El jardinero debería hacerse un calendario personal donde indicaría, durante algunos años, las temperaturas medias, mínimas y máximas, la frecuencia de lluvias, las nevadas y los acontecimientos meteorológicos extraordinarios, para poder disponer de datos más adaptados a las características de su zona.

De todas formas, el cultivador deberá tener siempre un carácter pesimista y prever cambios climáticos imprevistos, que le impidan cumplir el programa que ha de estar acabado totalmente antes del frío intenso, y del que depende el renacimiento del jardín en la primavera siguiente, o bien antes del calor excesivo, para no tener que aplazar las labores de algunos meses.

El libro se compone de dos partes: la primera comprende el calendario detallado, donde se recuerdan y explican las distintas labores que se deben realizar cada mes; la segunda recoge, para evitar repeticiones inútiles, las normas técnicas importantes para las labores y necesarias más de una vez en diferentes periodos.

Hemos mantenido la división del año en cuatro estaciones, aunque cada una comprende una semana más, para poder conservar la subdivisión mensual de las labores: así, por ejemplo, la primavera va desde principios de abril hasta finales de junio.

Empezamos con octubre, ya que es el mes más indicado para abrir el nuevo año en el jardín, y acabamos con septiembre que, aunque esté muy marcado por el verano, se relaciona normalmente con el fin del ciclo estival.

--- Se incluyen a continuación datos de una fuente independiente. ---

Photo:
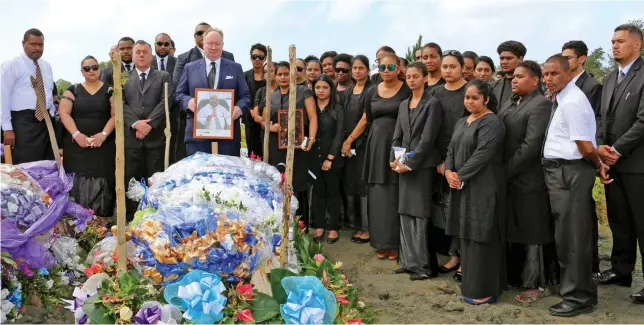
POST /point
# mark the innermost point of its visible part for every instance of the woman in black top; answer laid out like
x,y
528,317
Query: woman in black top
x,y
353,150
451,95
277,156
475,174
326,162
381,108
419,120
87,111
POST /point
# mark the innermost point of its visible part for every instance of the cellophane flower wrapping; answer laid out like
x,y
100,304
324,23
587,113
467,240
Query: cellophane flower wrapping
x,y
219,214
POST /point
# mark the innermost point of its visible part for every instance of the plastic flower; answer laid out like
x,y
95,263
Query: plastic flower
x,y
246,316
198,294
307,302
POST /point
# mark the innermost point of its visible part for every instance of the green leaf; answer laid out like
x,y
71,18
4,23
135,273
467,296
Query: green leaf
x,y
264,307
276,277
96,312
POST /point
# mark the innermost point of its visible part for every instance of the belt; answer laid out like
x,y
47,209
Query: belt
x,y
556,162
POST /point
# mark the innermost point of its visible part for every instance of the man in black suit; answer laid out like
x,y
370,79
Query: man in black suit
x,y
577,53
621,139
164,62
194,54
144,116
125,46
530,229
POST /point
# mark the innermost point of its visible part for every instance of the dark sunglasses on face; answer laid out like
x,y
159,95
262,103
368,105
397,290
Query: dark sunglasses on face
x,y
391,67
87,68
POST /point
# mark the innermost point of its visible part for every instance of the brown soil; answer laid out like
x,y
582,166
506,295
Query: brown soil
x,y
396,299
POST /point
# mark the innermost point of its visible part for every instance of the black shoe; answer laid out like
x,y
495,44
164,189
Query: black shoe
x,y
418,276
443,269
638,297
567,309
612,277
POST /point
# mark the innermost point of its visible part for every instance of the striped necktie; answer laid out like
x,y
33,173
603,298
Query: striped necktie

Diciembre y enero se asemejan, al ser ambos meses de estancamiento, que asisten a la pausa biológica y al descanso del jardinero.

Reiteramos que nuestro calendario servirá únicamente de pista a los que se enfrenten a los diferentes problemas que conlleva el jardín. La información, la experiencia, el espíritu de observación, el «sexto sentido» de quien trabaja con pasión son elementos indispensables para obtener buenos resultados.

Los riesgos de las labores agrícolas están precisamente ligados al hecho de que no resulta posible trabajar con seguridad. Sin embargo, este hecho ya ha debido ser considerado por quien decide dedicarse a la jardinería.